Many women have shoe fetishes and buy hundreds of pairs; I collect carry-on
gear and suitcases and store them in my closet. I am always careful never
to get too attached to a certain home or life mode. For some reason this
way of thinking does not apply to my husband – he has been a constant in my
life for 13 years and that is not likely to change. I think that is because
beneath his conventional trappings he is ever ready to follow me to the next
thought, the next adventure, the next country. I simply can’t bring myself
to leave him just to make sure my daughter experiences the challenge and
character-building heartbreak of being the child of divorced parents. So
the answer to my childrearing panic is obviously not attempting to replicate
the conditions of my childhood with my daughter.
In the
writing of this essay, however, I’ve uncovered a partial answer to my
parenting dilemma, and once again I have my parents to thank for it. My mom
and dad didn’t spend my entire childhood worrying about the best way to
raise me. Quite the contrary: they didn’t strategize about parenting at
all, and one could even venture to say that sometimes they were selfish and
irresponsible parents! They smoked dope around me, they drank, they kept me
up late, and they were constantly uprooting me from schools, neighborhoods,
and friends as a result of their itinerant showbiz lifestyles. But what was
crystal clear to me even at the time was that they were concerned with
living to the fullest their best, most authentic lives and that, because
they loved me so much, they wanted to bring me along for the ride.
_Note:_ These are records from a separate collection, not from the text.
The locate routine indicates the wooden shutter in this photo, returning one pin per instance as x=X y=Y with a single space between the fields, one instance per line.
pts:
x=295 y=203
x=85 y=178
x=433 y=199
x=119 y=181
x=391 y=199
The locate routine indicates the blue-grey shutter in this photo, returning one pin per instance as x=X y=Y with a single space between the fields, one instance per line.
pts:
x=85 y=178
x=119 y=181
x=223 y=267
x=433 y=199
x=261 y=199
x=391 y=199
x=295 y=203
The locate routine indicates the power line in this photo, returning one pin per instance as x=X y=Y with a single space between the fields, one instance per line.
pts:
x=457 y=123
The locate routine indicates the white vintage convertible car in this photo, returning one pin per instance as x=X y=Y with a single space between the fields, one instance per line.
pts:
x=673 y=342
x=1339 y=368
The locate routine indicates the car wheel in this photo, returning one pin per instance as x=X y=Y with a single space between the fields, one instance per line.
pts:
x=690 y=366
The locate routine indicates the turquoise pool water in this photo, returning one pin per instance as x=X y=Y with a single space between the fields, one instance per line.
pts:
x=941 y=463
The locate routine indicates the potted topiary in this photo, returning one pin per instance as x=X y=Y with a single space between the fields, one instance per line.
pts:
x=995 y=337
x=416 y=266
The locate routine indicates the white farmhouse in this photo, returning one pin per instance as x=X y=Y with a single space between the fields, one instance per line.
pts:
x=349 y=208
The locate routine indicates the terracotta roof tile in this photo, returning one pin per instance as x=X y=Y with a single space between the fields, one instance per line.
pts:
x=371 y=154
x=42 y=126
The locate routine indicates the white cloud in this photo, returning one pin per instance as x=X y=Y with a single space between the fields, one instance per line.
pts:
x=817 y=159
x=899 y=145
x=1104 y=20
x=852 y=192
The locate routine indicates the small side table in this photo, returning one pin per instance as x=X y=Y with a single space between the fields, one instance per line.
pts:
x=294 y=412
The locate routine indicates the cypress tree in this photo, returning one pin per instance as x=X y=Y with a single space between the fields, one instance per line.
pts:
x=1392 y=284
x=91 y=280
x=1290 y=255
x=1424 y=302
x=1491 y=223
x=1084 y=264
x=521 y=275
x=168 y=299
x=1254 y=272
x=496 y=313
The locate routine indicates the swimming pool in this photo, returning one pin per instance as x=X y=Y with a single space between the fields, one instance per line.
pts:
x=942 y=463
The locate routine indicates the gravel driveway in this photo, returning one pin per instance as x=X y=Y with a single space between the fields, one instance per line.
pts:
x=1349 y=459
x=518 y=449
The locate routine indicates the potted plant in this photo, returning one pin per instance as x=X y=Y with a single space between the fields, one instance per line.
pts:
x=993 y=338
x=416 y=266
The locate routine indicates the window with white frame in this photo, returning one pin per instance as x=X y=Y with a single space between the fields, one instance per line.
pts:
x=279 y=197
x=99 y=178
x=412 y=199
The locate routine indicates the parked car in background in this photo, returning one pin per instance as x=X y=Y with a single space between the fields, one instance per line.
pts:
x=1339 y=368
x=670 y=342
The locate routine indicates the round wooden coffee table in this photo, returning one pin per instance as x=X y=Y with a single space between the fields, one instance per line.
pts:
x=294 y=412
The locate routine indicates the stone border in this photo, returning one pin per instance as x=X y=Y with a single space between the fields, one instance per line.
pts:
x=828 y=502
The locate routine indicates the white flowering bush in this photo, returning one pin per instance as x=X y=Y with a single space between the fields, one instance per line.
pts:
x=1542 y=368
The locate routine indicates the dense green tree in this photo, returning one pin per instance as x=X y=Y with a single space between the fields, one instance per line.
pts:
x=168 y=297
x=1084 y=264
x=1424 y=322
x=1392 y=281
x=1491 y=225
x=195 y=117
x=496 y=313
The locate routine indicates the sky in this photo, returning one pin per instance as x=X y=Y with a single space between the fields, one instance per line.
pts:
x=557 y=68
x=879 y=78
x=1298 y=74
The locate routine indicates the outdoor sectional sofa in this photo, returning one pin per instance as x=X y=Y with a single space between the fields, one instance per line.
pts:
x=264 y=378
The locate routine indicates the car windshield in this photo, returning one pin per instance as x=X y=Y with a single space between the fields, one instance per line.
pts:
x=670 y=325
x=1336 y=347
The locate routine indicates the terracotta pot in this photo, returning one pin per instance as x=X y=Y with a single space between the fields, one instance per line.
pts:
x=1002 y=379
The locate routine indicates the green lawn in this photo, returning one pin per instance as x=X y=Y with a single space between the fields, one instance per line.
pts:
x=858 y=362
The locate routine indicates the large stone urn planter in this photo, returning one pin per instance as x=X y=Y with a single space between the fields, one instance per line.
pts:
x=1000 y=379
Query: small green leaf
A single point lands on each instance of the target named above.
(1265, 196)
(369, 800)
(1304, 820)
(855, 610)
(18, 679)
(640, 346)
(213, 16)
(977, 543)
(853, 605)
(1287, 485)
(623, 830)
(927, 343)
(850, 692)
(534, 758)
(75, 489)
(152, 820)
I
learned early on that the world didn’t revolve around me, but I got to see
so many worlds as a result.
And so I
now see what I must do: With my daughter at my side I must seek to live the
most authentic life I can; I must be true to myself, my passions and my
convictions; she can only benefit in the end. If I live my life only
thinking of how to program and design hers such that she is instilled with
the hippie values I cherish, I am failing as a mother. Instead, I must be
an example to her by actively pursuing my own artistic and intellectual
quests, incorporating her into my adventures along the way. Indeed, my
daughter has already twirled with me in the circus ring, danced flamenco in
the arms of her grandma in Greece, and strummed her grandpa’s guitars.
So maybe
there is a way that I can live in this beautiful house in the ‘burbs, remain
with my husband and fashion my life as I always have: as a patchwork of
diverse experiences that sometimes take me far away and sometimes keep me
right at home. At times life will be exciting and dramatic, as when we live
in a circus trailer and elephants plod daily past our window, and at times
it will be quiet and reflective, as when I sit down to write at my desk with
my daughter drawing at my side. And then, when she grows up and has a kid
of her own, it’ll be her turn to figure it all out.